As the pace of money movement accelerates, we expect to see more payment-first business models, a new wave of fraud, and infrastructure to facilitate the patchwork of faster payments in the U.S.
The year is 2023, and we are living in a world where AI can automatically file your taxes, a few lines of code can get you up and running with a full-stack payment processor, and an application can pay your bills with a snap of a picture. Yet most B2B payments take two to five business days to settle, are only available during banking hours, and move across rails built in the 1970s.
We are on the precipice of a major advancement in real-time money movement in the United States: FedNow, the Federal Reserve’s new real-time payment scheme, is officially launching next month after years of buildup.

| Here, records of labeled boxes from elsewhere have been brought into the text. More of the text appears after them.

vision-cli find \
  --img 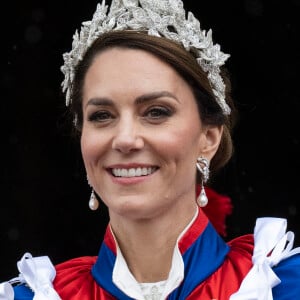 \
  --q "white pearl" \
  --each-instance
[89,191,99,210]
[197,188,208,207]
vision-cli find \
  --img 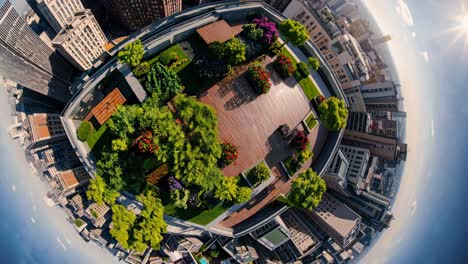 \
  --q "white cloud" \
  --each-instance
[410,200,418,216]
[396,0,414,26]
[421,51,429,62]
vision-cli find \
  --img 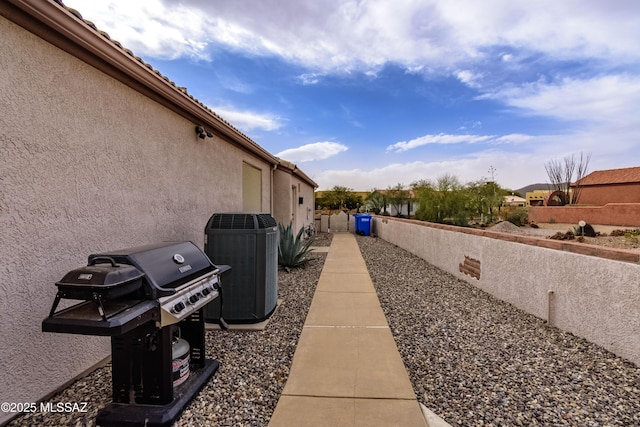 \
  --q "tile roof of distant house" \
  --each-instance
[572,166,640,186]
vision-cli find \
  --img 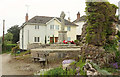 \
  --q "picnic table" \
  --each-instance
[33,53,48,66]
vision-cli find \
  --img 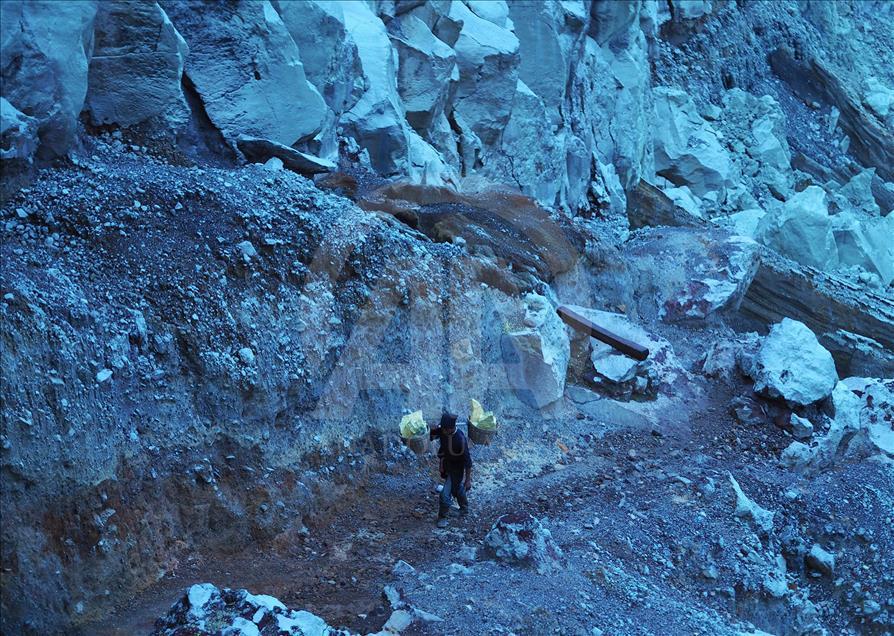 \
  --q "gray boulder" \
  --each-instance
[273,0,366,114]
[164,0,326,146]
[501,294,571,408]
[0,97,39,162]
[391,15,459,133]
[484,512,563,574]
[653,86,735,198]
[236,137,336,175]
[85,0,189,126]
[449,2,520,146]
[0,0,97,158]
[746,318,838,406]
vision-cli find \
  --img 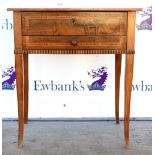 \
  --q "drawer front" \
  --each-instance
[22,36,127,49]
[22,12,127,35]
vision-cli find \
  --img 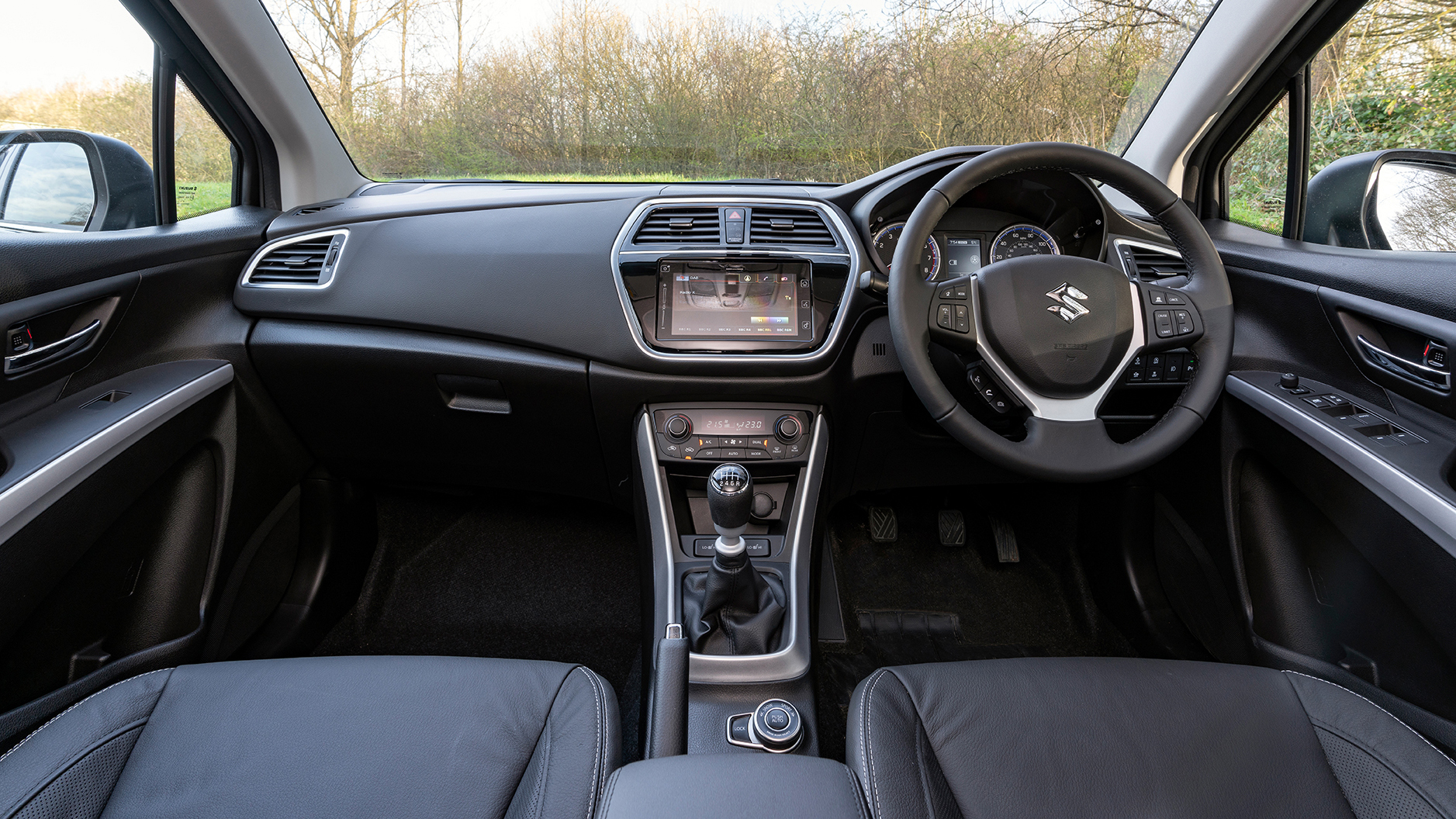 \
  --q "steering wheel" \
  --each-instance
[888,143,1233,482]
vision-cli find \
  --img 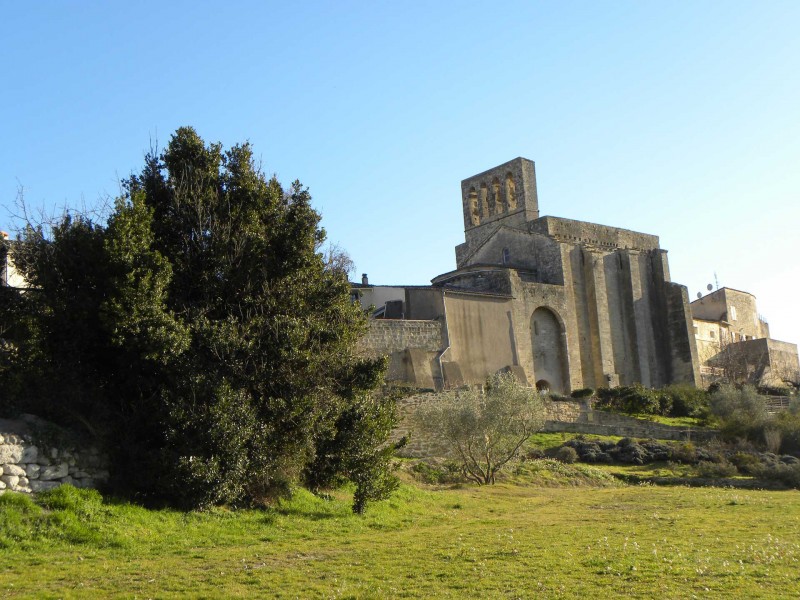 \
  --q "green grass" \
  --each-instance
[0,476,800,598]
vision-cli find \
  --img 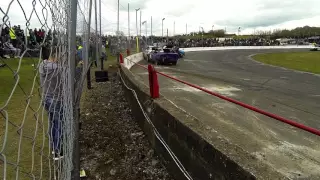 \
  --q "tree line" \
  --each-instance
[176,26,320,39]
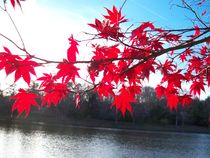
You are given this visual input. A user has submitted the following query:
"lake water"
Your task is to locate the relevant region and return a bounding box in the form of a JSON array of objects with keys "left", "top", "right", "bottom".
[{"left": 0, "top": 126, "right": 210, "bottom": 158}]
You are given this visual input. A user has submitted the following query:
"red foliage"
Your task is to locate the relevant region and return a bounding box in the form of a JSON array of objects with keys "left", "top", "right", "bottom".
[
  {"left": 12, "top": 89, "right": 39, "bottom": 116},
  {"left": 0, "top": 0, "right": 210, "bottom": 115}
]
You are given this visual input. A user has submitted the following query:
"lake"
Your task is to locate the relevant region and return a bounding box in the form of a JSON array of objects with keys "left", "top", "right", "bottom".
[{"left": 0, "top": 126, "right": 210, "bottom": 158}]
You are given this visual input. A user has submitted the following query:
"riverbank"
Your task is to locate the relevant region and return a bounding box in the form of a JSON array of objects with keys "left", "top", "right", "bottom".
[{"left": 0, "top": 118, "right": 210, "bottom": 134}]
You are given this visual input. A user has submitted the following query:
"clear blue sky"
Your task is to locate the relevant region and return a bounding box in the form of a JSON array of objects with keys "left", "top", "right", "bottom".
[{"left": 34, "top": 0, "right": 207, "bottom": 28}]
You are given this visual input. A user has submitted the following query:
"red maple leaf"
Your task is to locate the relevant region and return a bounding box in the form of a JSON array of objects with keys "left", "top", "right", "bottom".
[
  {"left": 193, "top": 25, "right": 200, "bottom": 37},
  {"left": 10, "top": 0, "right": 21, "bottom": 8},
  {"left": 55, "top": 59, "right": 80, "bottom": 83},
  {"left": 42, "top": 83, "right": 69, "bottom": 107},
  {"left": 37, "top": 73, "right": 55, "bottom": 91},
  {"left": 112, "top": 86, "right": 135, "bottom": 116},
  {"left": 88, "top": 19, "right": 124, "bottom": 39},
  {"left": 104, "top": 6, "right": 127, "bottom": 26},
  {"left": 0, "top": 47, "right": 39, "bottom": 85},
  {"left": 155, "top": 85, "right": 166, "bottom": 98},
  {"left": 179, "top": 94, "right": 192, "bottom": 106},
  {"left": 166, "top": 94, "right": 179, "bottom": 111},
  {"left": 190, "top": 80, "right": 205, "bottom": 96},
  {"left": 67, "top": 35, "right": 79, "bottom": 62},
  {"left": 95, "top": 83, "right": 114, "bottom": 99},
  {"left": 12, "top": 89, "right": 39, "bottom": 117},
  {"left": 75, "top": 93, "right": 80, "bottom": 108}
]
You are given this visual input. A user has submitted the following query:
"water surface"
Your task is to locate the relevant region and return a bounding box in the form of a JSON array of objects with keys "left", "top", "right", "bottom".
[{"left": 0, "top": 126, "right": 210, "bottom": 158}]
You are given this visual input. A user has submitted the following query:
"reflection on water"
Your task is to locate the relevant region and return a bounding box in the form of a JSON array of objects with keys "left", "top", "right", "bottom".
[{"left": 0, "top": 126, "right": 210, "bottom": 158}]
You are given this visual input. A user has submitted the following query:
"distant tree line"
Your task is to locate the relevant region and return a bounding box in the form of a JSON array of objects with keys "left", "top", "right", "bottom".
[{"left": 0, "top": 85, "right": 210, "bottom": 126}]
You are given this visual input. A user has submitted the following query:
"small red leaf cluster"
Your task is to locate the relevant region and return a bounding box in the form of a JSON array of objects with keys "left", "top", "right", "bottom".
[{"left": 0, "top": 0, "right": 210, "bottom": 116}]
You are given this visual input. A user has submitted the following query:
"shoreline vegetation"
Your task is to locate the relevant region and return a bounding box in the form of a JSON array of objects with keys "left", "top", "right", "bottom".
[
  {"left": 0, "top": 118, "right": 210, "bottom": 134},
  {"left": 0, "top": 85, "right": 210, "bottom": 133}
]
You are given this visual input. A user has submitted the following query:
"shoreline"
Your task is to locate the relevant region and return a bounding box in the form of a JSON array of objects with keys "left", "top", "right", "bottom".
[{"left": 0, "top": 118, "right": 210, "bottom": 134}]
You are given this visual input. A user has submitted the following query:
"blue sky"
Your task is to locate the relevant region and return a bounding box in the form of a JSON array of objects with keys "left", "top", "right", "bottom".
[
  {"left": 34, "top": 0, "right": 205, "bottom": 28},
  {"left": 0, "top": 0, "right": 209, "bottom": 99}
]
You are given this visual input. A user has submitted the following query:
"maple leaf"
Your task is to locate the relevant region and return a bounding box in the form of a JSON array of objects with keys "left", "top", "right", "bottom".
[
  {"left": 188, "top": 56, "right": 203, "bottom": 73},
  {"left": 131, "top": 22, "right": 155, "bottom": 40},
  {"left": 15, "top": 57, "right": 39, "bottom": 85},
  {"left": 88, "top": 19, "right": 124, "bottom": 39},
  {"left": 112, "top": 86, "right": 135, "bottom": 116},
  {"left": 95, "top": 83, "right": 114, "bottom": 99},
  {"left": 190, "top": 80, "right": 205, "bottom": 96},
  {"left": 10, "top": 0, "right": 21, "bottom": 8},
  {"left": 42, "top": 83, "right": 69, "bottom": 107},
  {"left": 193, "top": 25, "right": 200, "bottom": 38},
  {"left": 155, "top": 85, "right": 166, "bottom": 98},
  {"left": 11, "top": 89, "right": 39, "bottom": 117},
  {"left": 55, "top": 59, "right": 80, "bottom": 83},
  {"left": 166, "top": 94, "right": 179, "bottom": 111},
  {"left": 37, "top": 73, "right": 55, "bottom": 91},
  {"left": 157, "top": 59, "right": 177, "bottom": 75},
  {"left": 75, "top": 93, "right": 80, "bottom": 108},
  {"left": 179, "top": 94, "right": 192, "bottom": 106},
  {"left": 67, "top": 35, "right": 79, "bottom": 62},
  {"left": 104, "top": 6, "right": 127, "bottom": 26},
  {"left": 0, "top": 47, "right": 39, "bottom": 85}
]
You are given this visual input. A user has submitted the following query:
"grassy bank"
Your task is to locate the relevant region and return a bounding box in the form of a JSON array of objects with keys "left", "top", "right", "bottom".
[{"left": 0, "top": 118, "right": 210, "bottom": 134}]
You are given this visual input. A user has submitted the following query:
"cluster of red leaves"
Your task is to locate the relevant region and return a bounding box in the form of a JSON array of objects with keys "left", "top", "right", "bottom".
[
  {"left": 0, "top": 0, "right": 210, "bottom": 115},
  {"left": 0, "top": 47, "right": 39, "bottom": 85}
]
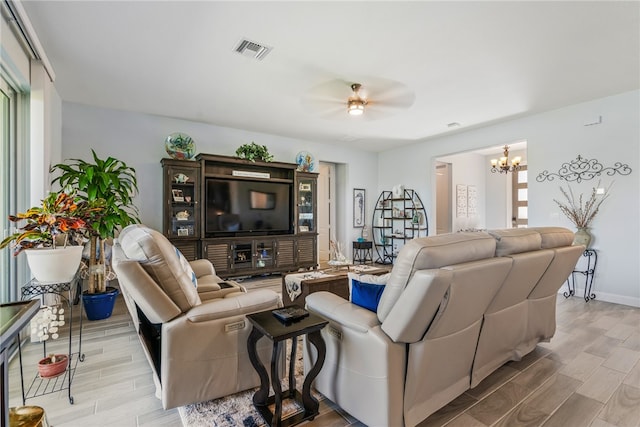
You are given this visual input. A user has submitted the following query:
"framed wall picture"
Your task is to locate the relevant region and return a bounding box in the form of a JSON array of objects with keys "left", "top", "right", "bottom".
[{"left": 353, "top": 188, "right": 365, "bottom": 228}]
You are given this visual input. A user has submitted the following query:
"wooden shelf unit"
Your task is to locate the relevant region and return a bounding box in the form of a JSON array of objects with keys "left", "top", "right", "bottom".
[{"left": 162, "top": 154, "right": 318, "bottom": 277}]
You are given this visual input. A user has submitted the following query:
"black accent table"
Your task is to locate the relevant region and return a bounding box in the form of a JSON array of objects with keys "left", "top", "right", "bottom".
[
  {"left": 18, "top": 273, "right": 84, "bottom": 405},
  {"left": 247, "top": 310, "right": 329, "bottom": 427},
  {"left": 563, "top": 249, "right": 598, "bottom": 302}
]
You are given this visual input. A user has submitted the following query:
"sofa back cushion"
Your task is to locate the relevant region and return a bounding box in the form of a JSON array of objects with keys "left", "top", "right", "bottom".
[
  {"left": 118, "top": 224, "right": 201, "bottom": 312},
  {"left": 489, "top": 228, "right": 541, "bottom": 256},
  {"left": 529, "top": 227, "right": 574, "bottom": 249},
  {"left": 378, "top": 232, "right": 496, "bottom": 322}
]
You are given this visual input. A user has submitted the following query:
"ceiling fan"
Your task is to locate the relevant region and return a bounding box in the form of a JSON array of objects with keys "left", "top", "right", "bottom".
[{"left": 302, "top": 77, "right": 415, "bottom": 120}]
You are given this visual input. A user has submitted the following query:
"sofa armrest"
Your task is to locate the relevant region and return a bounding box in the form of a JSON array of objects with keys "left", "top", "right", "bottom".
[
  {"left": 305, "top": 291, "right": 380, "bottom": 333},
  {"left": 186, "top": 289, "right": 282, "bottom": 323},
  {"left": 382, "top": 269, "right": 452, "bottom": 343},
  {"left": 189, "top": 259, "right": 222, "bottom": 281}
]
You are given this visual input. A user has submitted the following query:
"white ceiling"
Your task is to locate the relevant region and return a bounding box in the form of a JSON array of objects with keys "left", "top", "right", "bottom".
[{"left": 22, "top": 0, "right": 640, "bottom": 151}]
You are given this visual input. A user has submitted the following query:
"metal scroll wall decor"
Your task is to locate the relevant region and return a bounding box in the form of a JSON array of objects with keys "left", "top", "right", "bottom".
[{"left": 536, "top": 154, "right": 631, "bottom": 183}]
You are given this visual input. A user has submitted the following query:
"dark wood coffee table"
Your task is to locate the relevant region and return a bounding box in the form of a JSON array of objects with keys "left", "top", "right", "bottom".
[
  {"left": 282, "top": 268, "right": 389, "bottom": 307},
  {"left": 247, "top": 310, "right": 329, "bottom": 427}
]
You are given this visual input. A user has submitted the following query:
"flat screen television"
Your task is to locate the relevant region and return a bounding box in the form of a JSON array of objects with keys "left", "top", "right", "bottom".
[{"left": 204, "top": 178, "right": 293, "bottom": 237}]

Instant money movement is finally within reach and presents an opportunity for a new paradigm for payments in the U.S. But FedNow will emerge within a disjointed U.S. payment landscape, populated with institutions that manage conflicting interests. This is why we think there will be an opportunity for new, agnostic payment infrastructure to help orchestrate and support the flow of money and the associated fraud that comes with this new surface area. Further, we think the democratization of faster money will enable a new crop of vertically-focused application layer payments companies.
Because of the complexities surrounding new and existing payment rails in the U.S., we expect payment infrastructure innovation to look different in the U.S. than in other countries with more advanced instant payment infrastructure. However, we expect the same surge in fraud that has accompanied faster payments in other countries to plague the U.S. too.